Making Friends Over 30 with Grubwithus - eddylu
http://blog.grubwithus.com/post/27339212070/making-friends-over-30-with-grubwithus

======
cin_
Shared suffering is a guaranteed way to make friends.

When you are placed under high amounts of stress and you are with someone else
an instant bond is forged.

Physical stress is the most obvious but mental or emotional stress are just as
affective. If you want to make friends do something you hate or are horrible
at.

The NYT article sited talked about 'getting over that hump' in a relationship.
Meeting people seemed like the easy part, but forming a friendship was the
problem.

Ask them if they are afraid of something or cringe at the thought of doing
something then organise the effort.

Know your limits and cooperate against them. When failure is obvious everyone
is free to have fun and avoid any anxiety to impress or succeed.

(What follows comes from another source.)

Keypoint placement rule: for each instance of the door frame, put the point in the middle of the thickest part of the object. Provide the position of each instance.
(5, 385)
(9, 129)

Example: I went indoor rock climbing with a friend. It was his second time,
and my first since I was ten. We got to the gym, did a few easy tracks and
then I suggested we go at the most difficult track on the wall. We made it
about ten feet up the wall then fell off. Our hands were simply too weak.

We knew it was beyond us, but this was the first time all day that we laughed
so for the rest of the day we just kept trying the same track.

We breaked for lunch and then argued whether we were too spent to go back for
round two. We decided to hell with the fatigue we have to beat that track. We
went back and, again, fell every time we tried.

The next day I saw him walking down the street so we got some coffee and
laughed about how the both of us needed to find someone else to open doors and
jars of peanut butter because our hands were so exhausted our grips had become
useless.

There was very little `proper` socialising. Impossible to talk about anything
except grip suggestions when one guys on the ground and the other is on the
wall, but we got to know each other better, I think, than if we had talked
about work or whatever.

Dinner is nice, but you want something you can look back on and say, 'Haha, do
you remember when... that shit was ridiculous.'

------
Zarathust
I have no idea what your website does, then when I click to find out more, you
want me to register.

------
picardo
I've gone to a few GrubWithUs events and found them terriby shallow, boring
and exhausting. Throwing together a bunch of strangers at random and hoping
that something sticks is a very bad strategy for making friends.

I'd rather go to a Meetup where at least I can have a chance to learn
something with people who care about something other than food. Being stuck at
a table with the same haphazard group of people for hours? No thanks.

------
AndrewWarner
I did a grubwithus dinner last week and got to know a guy who's going to work
out of my office on Wed and then go rowing with me after work. When I read
that article's headline, I instantly thought of Grubwithus.

------
polyfractal
Tangentially related, I think this is an excellent example of capitalizing on
"Startup Micro Opportunities" [1]

The original article about friends resonated strongly with HN, and GrubWithUs
is a natural solution to the problems discussed in the article and thread.
Writing an article like this is a great way to capitalize on that momentum.

Great job GrubWithUs! =)

[1] [http://www.gabrielweinberg.com/blog/2010/10/startup-micro-
op...](http://www.gabrielweinberg.com/blog/2010/10/startup-micro-
opportunities.html)

------
alphang
Interesting idea, however I think it feels a bit too deliberate for my tastes.
Based on the groups it can seem more like a networking tool.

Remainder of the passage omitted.